Published: 12 December 2023
Contributors: Dave Bergmann
Semi-supervised learning is a branch of machine learning that combines supervised and unsupervised learning by using both labeled and unlabeled data to train artificial intelligence (AI) models for classification and regression tasks.
Though semi-supervised learning is generally employed for the same use cases in which one might otherwise use supervised learning methods, it’s distinguished by various techniques that incorporate unlabeled data into model training, in addition to the labeled data required for conventional supervised learning.
Semi-supervised learning methods are especially relevant in situations where obtaining a sufficient amount of labeled data is prohibitively difficult or expensive, but large amounts of unlabeled data are relatively easy to acquire. In such scenarios, neither fully supervised nor unsupervised learning methods will provide adequate solutions.
Training AI models for prediction tasks like classification or regression typically requires labeled data: annotated data points that provide necessary context and demonstrate the correct predictions (output) for each sample input. During training, a loss function measures the difference (loss) between the model’s predictions for a given input and the “ground truth” provided by that input’s label. Models learn from these labeled examples by using techniques like gradient descent that update model weights to minimize loss. Because this machine learning process actively involves humans, it is called “supervised” learning.
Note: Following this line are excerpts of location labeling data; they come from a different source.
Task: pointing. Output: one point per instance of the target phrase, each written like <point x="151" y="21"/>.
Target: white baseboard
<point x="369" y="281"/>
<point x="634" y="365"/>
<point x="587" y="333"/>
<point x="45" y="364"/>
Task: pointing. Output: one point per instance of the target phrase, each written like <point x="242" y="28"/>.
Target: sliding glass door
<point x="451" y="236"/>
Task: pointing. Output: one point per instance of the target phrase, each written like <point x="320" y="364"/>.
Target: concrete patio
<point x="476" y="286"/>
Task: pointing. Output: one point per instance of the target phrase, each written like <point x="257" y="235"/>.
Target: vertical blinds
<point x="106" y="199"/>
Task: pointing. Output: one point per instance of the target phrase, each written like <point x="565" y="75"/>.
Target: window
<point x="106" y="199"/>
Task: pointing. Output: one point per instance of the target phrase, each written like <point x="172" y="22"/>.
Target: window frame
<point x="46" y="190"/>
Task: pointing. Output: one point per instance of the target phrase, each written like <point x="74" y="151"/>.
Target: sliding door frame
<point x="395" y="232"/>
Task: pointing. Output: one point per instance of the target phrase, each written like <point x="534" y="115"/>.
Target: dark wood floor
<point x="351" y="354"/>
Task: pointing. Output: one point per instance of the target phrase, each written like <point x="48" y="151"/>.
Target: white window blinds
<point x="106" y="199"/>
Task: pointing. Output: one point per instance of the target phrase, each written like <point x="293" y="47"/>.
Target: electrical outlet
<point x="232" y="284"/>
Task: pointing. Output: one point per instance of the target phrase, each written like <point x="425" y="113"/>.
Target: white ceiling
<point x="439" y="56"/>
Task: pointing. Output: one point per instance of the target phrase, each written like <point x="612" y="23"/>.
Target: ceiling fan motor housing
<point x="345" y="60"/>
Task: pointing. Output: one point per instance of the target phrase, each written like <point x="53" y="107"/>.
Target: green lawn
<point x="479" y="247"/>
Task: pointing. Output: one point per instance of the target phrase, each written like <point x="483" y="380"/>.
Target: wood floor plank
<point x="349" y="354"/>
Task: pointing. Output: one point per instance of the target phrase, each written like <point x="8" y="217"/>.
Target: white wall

Properly labeling data becomes increasingly labor-intensive for complex AI tasks. For example, to train an image classification model to differentiate between cars and motorcycles, hundreds (if not thousands) of training images must be labeled “car” or “motorcycle”; for a more detailed computer vision task, like object detection, humans must not only annotate the object(s) each image contains, but where each object is located; for even more detailed tasks, like image segmentation, data labels must annotate specific pixel-by-pixel boundaries of different image segments for each image.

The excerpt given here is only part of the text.